十三・五話 トート君のドキドキ魔法教室
「てなわけでご用意しました吸魔石!」
「なにがどうしててなわけなんだよ。」
風山が部屋のベット本を読みながらくつろいで居ると急に水色の水晶球を掲げてドアを蹴飛ばしながら入ってきた。
「かぁぜぅぇやぁまあぁ君。君は魔法を使ったことがあるか!」
「発音キモ。ないけどなんだよ」
「ならそろそろやっとかんと死ぬよ?」
小さな沈黙の後トートが走り寄り球を渡してくる。
「無茶苦茶な。んでこれなに?」
「魔力吸ってくれる石。魔法を使ったことないんだから限界量を超えそうなくらい魔力が貯まってるでしょ?そろそろ吸った方が良いかと思って」
「へ~そんなことするんだ」
「は?」
「え?」
またもや沈黙が流れる。かと思えばトートがいきなり何かを考えるように顎に手を当て部屋を歩き回る。なにやってんのこいつ。
そしてある程度眺めているといきなりトートが近づいてきて
「とりあえずわんかないけど使ってみよう!!」
「どう使うのこれ。」
「貸してみなされ」
言われたとおりトートに水晶を渡す。それを受け取るとトートはたまに右の手の平を置き何かを唱え始める。
「ファイア・ワン・ショット」
「火の粉」
唱え終わると突然、水晶の中に炎が表れ燃え盛る。

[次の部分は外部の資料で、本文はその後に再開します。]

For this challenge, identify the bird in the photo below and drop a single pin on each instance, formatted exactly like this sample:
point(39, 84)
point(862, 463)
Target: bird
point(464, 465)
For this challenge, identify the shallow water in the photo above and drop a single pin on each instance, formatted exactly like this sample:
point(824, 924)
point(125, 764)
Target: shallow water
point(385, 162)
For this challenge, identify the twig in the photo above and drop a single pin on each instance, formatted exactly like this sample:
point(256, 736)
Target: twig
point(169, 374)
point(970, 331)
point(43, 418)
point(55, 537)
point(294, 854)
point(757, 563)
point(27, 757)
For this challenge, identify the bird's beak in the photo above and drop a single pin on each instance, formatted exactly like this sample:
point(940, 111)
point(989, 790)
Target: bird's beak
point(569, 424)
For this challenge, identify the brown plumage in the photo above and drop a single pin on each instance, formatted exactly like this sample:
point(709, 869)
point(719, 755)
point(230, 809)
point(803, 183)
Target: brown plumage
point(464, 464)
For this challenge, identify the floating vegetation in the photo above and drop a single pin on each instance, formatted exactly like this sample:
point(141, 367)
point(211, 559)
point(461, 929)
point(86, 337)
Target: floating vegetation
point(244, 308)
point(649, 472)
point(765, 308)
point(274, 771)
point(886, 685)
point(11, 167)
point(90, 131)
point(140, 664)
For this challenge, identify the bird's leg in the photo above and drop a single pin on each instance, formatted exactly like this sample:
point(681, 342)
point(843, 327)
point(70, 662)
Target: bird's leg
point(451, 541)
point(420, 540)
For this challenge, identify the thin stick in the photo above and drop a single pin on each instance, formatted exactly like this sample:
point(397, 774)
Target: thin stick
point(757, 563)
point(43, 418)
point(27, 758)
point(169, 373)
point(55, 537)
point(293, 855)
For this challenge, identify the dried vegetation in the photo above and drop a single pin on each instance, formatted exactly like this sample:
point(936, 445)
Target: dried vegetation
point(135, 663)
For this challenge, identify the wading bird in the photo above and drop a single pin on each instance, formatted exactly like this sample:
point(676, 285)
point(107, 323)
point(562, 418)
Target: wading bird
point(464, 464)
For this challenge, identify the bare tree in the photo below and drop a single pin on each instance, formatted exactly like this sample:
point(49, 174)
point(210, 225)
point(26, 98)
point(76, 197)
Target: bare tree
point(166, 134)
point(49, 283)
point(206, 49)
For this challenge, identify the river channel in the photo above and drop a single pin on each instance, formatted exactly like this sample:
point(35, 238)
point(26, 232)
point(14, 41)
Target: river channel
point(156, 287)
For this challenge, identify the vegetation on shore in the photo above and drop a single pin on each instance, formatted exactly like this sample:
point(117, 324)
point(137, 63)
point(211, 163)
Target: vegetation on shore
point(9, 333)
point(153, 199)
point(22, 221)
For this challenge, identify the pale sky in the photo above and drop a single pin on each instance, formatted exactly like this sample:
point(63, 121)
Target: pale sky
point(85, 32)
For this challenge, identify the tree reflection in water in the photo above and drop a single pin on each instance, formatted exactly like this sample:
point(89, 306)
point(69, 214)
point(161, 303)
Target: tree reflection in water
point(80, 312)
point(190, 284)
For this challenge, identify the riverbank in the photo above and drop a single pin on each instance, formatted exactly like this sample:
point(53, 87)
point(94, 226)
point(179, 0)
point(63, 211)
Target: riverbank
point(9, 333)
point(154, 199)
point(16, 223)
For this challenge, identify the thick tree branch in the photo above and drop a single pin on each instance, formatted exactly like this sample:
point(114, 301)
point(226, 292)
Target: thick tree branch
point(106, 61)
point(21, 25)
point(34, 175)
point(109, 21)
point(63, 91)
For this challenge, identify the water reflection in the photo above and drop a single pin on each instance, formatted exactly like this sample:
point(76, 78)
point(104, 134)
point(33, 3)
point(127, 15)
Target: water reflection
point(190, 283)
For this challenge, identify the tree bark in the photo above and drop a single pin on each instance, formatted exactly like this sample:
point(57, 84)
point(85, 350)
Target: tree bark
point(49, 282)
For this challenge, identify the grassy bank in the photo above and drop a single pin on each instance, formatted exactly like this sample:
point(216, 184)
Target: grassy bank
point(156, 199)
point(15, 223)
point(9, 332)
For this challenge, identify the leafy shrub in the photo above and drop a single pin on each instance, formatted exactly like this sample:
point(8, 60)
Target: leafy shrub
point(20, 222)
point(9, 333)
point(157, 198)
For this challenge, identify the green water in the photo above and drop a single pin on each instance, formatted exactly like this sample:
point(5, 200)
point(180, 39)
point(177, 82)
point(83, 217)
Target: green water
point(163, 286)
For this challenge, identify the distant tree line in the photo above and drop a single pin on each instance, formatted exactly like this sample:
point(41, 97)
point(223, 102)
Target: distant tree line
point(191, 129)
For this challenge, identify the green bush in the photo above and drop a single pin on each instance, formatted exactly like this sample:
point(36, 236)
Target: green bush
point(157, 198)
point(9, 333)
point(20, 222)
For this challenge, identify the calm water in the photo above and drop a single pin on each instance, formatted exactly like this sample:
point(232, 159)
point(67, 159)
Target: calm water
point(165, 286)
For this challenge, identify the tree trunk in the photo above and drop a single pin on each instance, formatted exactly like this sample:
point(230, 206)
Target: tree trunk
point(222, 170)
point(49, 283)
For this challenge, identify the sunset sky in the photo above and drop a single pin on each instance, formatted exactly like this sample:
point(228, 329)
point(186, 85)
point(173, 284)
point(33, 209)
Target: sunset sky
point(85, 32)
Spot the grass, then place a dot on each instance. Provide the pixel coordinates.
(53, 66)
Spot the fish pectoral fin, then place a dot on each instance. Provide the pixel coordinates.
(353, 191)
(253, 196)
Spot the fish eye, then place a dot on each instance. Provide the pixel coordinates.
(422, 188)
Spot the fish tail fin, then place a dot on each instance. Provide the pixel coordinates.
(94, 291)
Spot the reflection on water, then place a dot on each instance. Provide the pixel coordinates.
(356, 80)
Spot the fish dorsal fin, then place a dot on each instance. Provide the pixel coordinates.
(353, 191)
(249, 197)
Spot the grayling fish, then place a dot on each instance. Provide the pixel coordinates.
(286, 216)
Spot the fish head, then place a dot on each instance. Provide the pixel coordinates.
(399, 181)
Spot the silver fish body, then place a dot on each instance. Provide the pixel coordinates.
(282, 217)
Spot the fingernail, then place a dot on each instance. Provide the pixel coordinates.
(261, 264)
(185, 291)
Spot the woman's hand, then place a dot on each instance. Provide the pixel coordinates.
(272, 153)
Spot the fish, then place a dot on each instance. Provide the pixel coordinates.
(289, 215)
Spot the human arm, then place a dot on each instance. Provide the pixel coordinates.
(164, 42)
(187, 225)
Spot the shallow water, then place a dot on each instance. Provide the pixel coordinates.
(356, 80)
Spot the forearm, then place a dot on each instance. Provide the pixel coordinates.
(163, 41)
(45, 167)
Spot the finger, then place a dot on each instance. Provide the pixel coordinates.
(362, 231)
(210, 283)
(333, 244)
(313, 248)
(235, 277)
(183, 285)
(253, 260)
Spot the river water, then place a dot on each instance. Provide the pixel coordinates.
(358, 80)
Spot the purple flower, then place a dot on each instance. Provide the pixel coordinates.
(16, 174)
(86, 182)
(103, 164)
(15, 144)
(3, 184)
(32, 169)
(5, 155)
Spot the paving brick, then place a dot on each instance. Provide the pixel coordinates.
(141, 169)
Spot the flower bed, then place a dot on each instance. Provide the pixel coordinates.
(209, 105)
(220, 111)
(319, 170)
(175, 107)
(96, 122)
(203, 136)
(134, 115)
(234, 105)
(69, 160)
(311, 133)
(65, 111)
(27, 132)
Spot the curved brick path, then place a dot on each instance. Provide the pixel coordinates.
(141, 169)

かと思えば速攻で燃え尽きて消えてしまった。
「んじゃ、やってみ?」
「お…おう?」
水晶を受け取り手のひらを当てる、が何も起きない。
「どうすんのこれ…?」
「ぁあ~…そこからかぁ…なら…あの…そう!手に意識を集中させて一カ所に魔力を流すみたいな…?なんかそんなかんじ!」
全然分からん。が言われたとおり集中させてみる……無理だわ。魔力を流すってどうゆうことだ…?ん~……ぁあ。こう?違うか?
「なるほど!下手くそだな!」
「黙れ」
「しょうがないから?先生が?手伝ってあげましょう?」
そういうとトートは俺の手を握るように水晶に押しつけ少しずつ力を込めていく。すると俺の体を少し…全体が暖かく感じる。それを右手に集中……どうやんの?
「多分暖かいだろ?そこからなんか…思いつかないな…うん!トイレ、小便するときみたいな感覚」
「もうちょい良い例え無かったのかよ。メッチャ分かりやすいけど。」
言われたとおりにやってみるすると水晶がじわじわと近くに感じる。
「んでさっきの詠唱してみ?」
「えっと確か…ファイア………え~…ワン……ショット?」
「火の粉」
少しずつ水晶に振れている手のひらが熱くなっておりふと水晶を見るとトートの時とは比べものにならないくらい燃えている。
「燃えすぎじゃない?」
「今まで何年も貯めてた事を考えるとメッチャ少ない位よ」
「そうなんだ」
こっち来てからどのくらい経ってたっけ…?そんなすぐ溜まるんだ。
「そういやなんで気付いたの?」
「お前最近ぼーっとすること増えたじゃん。だから魔力排出に以上が起きてるのかなぁ…って思って」
「へぇ〜」
「まあとりあえず一旦終わりな」
そういうとトートは水晶をしまい。すこし体を伸ばすと
「んじゃ俺!また訓練サボってたから!逃げるわ!じゃあな!」
「ドアは閉めろよ」
言い切るか言い切らないかぐらいで頭にたんこぶ付いたトートが倒れてきたと同時に扉がしまった。